I saw several condos that included a split bathroom: the toilet and shower/tub were in a room with a door and the vanity was outside in the hallway. It's the sort of setup you see a lot in hotels and sort of made sense if you were attempting to share a bathroom with several people, but invariably, they all had light carpet in the hallway that ran right up to the bottom of the sink. I couldn't imagine how much water had been spilled on that carpet. I think the weirdest part of this one was how many condos seemed to have this. I'd never given much thought to it before but after seeing five or six in a row, it became a major point on the "no need to see more" list I had.
A friend of mine has a house that has a really weird feature. They have a round alcove off their living room that they use a breakfast nook, which is really cool, and from the outside it looks like it's inside a turret that goes up higher than the house with a pointed roof.
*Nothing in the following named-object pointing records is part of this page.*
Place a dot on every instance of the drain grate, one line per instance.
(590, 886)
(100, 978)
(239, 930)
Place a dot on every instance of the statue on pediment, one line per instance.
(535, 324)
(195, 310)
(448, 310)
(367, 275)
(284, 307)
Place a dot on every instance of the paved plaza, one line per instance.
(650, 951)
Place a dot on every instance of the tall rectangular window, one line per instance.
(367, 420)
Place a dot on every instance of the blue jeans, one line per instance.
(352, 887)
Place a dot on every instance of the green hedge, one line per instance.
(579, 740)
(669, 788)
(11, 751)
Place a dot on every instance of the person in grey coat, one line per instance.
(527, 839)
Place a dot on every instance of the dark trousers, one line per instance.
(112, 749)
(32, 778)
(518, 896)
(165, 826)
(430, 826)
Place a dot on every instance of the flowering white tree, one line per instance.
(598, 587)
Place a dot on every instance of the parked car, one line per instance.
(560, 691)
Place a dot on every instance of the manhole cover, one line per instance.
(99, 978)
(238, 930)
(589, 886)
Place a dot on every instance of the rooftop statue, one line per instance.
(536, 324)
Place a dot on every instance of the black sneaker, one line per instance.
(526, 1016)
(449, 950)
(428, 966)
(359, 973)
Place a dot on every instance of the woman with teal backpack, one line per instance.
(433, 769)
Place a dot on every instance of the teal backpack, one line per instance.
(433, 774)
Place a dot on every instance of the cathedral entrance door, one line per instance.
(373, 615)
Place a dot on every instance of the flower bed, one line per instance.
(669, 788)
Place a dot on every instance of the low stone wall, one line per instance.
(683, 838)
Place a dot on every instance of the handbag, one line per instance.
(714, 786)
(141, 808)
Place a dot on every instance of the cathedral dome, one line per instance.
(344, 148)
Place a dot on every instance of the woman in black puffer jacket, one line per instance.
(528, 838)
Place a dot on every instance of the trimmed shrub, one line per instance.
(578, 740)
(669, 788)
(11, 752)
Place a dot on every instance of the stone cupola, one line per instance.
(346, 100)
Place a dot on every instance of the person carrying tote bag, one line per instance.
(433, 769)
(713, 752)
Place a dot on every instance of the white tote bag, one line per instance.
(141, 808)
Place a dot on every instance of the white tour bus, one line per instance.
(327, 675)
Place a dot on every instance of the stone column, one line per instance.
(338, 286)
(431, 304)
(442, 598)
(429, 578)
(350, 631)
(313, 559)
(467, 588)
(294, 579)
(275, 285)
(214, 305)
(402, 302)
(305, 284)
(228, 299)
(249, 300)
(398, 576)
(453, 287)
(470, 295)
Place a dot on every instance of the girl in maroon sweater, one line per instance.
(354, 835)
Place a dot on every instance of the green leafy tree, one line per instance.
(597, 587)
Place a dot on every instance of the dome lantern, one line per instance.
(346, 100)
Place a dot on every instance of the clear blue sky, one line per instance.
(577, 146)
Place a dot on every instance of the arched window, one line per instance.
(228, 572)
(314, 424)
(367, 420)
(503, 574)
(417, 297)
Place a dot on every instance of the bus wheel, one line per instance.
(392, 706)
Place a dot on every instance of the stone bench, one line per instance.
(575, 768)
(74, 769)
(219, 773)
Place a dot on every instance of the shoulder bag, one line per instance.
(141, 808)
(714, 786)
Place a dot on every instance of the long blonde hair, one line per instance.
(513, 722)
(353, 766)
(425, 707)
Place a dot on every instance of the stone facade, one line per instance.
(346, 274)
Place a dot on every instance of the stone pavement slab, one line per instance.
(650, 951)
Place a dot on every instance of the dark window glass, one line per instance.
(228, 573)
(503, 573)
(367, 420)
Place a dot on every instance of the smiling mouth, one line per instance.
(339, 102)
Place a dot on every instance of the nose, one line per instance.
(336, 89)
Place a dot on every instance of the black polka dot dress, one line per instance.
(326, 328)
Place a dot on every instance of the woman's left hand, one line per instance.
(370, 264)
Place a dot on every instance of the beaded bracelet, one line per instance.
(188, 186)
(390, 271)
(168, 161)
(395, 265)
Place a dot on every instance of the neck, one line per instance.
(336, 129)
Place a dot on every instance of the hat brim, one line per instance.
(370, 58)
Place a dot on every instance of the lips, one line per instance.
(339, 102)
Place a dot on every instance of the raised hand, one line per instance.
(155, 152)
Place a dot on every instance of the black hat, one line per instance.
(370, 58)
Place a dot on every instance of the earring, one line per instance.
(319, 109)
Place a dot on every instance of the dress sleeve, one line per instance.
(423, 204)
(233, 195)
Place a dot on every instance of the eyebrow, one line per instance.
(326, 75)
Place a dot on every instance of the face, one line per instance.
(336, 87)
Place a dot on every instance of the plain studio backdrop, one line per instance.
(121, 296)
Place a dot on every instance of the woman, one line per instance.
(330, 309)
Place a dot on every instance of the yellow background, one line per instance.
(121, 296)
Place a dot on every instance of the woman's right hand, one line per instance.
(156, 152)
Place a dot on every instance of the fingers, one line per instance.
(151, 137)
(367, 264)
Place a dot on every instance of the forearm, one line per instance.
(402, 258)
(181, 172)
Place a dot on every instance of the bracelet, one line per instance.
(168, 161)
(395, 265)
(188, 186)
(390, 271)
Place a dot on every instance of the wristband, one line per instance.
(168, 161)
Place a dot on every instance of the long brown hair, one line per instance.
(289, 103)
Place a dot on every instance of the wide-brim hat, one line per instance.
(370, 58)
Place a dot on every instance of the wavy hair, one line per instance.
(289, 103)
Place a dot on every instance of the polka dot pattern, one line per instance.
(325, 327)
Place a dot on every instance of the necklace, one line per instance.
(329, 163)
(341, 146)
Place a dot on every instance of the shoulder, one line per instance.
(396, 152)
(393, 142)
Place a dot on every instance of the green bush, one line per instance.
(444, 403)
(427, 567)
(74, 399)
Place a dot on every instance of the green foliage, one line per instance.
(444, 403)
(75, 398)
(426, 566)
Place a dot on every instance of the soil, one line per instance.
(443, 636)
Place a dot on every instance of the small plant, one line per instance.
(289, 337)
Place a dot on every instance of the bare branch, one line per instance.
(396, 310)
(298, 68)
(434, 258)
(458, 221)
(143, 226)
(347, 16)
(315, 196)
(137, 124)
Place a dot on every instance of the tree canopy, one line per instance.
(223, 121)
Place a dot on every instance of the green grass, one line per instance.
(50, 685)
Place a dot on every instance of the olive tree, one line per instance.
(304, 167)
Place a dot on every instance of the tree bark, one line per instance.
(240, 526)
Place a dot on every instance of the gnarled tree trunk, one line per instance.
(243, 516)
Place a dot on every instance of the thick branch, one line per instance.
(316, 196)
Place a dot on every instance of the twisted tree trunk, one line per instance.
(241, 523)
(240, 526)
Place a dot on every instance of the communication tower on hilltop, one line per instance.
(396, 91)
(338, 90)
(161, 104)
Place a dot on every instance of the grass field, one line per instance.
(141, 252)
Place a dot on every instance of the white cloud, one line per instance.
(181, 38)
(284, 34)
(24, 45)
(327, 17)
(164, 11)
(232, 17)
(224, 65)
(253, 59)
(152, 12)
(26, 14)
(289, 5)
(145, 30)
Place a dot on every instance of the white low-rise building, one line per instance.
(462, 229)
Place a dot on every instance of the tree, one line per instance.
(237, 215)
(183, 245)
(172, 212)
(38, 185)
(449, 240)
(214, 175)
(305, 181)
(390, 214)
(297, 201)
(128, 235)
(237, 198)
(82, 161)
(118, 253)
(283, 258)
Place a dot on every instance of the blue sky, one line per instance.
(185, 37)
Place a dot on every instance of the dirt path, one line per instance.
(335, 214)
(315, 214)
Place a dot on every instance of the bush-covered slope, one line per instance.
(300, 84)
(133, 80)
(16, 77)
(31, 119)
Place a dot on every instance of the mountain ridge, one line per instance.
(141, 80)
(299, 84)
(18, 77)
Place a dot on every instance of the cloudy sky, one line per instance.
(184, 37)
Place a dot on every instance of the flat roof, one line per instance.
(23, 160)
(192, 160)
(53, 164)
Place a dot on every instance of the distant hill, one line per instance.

I assumed it was just an attractive feature and didn't think much of it, until one day I went to visit and when I made it to the living room, my friend was hanging upside down from a trap door in the ceiling of the breakfast nook. When I questioned him, he came down and gave me a tour: turns out there's a whole second floor of the turret, but it can only be accessed by climbing through the back of the upstairs linen closet and creeping down a long, low-ceiling-ed hallway. They cut the trap door in it so they could do the finish work on it to turn it into a playhouse sort of thing and it's got carpeting and drywall and wall sconces and it's furnished almost entirely with beanbags so it's a perfect reading room.